На моих глазах Москва провожала Марию Ильиничну Ульянову, сестру и друга Владимира Ильича. На моих глазах Москва встречала полярников, шла навстречу детям героической Испании, принимала трудовой первомайский и физкультурный молодежный парады. На моих глазах Москва наградила участников строительства канала Москва – Волга.
На моих глазах Москва расправилась с изменой.
Великая Москва, сердце великой страны! Как я счастлива, что я здесь! И как великолепно сознание, что столько пройдено и что все – впереди! В моих руках [в журнале опечатка: в рудах. – В. Ш.] мой сегодняшний день, в моих руках – мое завтра, и еще много-много-много, бесконечно много радостных «завтра»…» Эссе кончалось стихами:
Я другой такой страны не знаю, Где так вольно дышит человек…Сегодня, когда мы знаем «завтра» и «послезавтра» Ариадны Эфрон, ее эссе звучит особенно трагично.

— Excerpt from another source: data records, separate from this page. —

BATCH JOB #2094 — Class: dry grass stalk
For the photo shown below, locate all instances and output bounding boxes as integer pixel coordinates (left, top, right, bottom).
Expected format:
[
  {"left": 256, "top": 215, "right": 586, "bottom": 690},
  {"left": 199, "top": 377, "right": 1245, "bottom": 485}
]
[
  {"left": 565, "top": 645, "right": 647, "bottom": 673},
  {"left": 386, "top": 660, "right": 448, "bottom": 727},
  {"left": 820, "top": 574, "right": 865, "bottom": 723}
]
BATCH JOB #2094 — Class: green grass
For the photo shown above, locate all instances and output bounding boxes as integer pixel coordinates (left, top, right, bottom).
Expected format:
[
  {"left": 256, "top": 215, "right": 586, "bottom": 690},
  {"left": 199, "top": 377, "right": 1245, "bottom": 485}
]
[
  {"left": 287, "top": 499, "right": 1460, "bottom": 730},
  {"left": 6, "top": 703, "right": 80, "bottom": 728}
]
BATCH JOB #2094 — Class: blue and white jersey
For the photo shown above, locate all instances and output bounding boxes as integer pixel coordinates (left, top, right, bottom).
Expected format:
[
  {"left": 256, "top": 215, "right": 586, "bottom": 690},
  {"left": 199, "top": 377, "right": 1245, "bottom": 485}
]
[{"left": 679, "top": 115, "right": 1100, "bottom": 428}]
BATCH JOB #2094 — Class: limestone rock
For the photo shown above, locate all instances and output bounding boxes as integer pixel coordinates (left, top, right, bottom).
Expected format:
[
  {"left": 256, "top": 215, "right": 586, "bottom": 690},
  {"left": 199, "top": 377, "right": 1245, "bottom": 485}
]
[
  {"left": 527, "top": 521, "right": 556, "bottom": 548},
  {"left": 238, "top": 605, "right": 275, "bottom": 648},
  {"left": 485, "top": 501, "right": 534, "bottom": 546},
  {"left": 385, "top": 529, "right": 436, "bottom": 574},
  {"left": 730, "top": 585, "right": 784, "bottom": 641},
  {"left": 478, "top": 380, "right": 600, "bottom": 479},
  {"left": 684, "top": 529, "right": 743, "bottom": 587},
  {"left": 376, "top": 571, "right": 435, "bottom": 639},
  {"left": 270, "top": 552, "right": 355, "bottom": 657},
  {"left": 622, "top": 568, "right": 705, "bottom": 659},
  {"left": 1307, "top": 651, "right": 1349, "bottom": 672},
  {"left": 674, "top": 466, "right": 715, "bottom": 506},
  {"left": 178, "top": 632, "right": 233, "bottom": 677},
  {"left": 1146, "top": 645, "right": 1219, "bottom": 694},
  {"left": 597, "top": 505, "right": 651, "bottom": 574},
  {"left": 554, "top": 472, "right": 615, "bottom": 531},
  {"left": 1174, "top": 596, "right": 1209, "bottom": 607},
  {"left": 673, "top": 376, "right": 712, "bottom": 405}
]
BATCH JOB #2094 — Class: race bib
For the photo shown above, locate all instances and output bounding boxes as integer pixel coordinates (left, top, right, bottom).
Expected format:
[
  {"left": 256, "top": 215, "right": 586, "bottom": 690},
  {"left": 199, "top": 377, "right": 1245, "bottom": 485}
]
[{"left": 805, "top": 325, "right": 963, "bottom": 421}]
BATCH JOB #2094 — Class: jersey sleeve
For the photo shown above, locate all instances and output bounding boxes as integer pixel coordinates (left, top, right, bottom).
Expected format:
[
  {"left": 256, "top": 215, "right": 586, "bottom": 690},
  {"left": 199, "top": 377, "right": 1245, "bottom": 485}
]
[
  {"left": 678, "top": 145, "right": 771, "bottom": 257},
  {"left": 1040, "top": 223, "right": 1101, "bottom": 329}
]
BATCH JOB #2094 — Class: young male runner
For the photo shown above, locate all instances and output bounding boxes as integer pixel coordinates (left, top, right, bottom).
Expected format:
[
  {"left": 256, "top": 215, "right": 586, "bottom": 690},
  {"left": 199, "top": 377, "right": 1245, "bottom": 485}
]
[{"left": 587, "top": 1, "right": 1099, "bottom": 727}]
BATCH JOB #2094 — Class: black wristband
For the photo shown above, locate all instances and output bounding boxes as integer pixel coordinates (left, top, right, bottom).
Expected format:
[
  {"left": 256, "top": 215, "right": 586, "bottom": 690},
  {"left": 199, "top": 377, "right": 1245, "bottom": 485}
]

И вдруг – гром среди ясного неба – в газетах появились сообщения, что евразиец Сергей Эфрон причастен к убийству советского чекиста-невозвращенца Игнатия Рейсса. Теперь мы знаем, что он руководил выслеживанием Рейсса, как за год до этого руководил слежкой за Львом Седовым – сыном Л. Троцкого. Убийство Рейсса произошло в Швейцарии в ночь с 4 на 5 сентября 1937 года. Идя по следу убийц, швейцарская полиция обратилась за помощью к французской. Нити вели к Союзу друзей Советской родины и, в частности, к Эфрону. Открылось также, что Союз – и он лично – вербовал среди эмигрантов добровольцев для отправки в Испанию в Интербригаду. Это было запрещено французским правительством; еще 17 февраля М. Н. Лебедева писала: «Запрещено добровольчество, и сейчас последние русские волонтеры уезжают в спешном порядке...» Тем не менее «возвращенцы» тайно продолжали вербовку. Эфрона допрашивали в парижской полиции; он не мог не понимать, чем это ему грозит.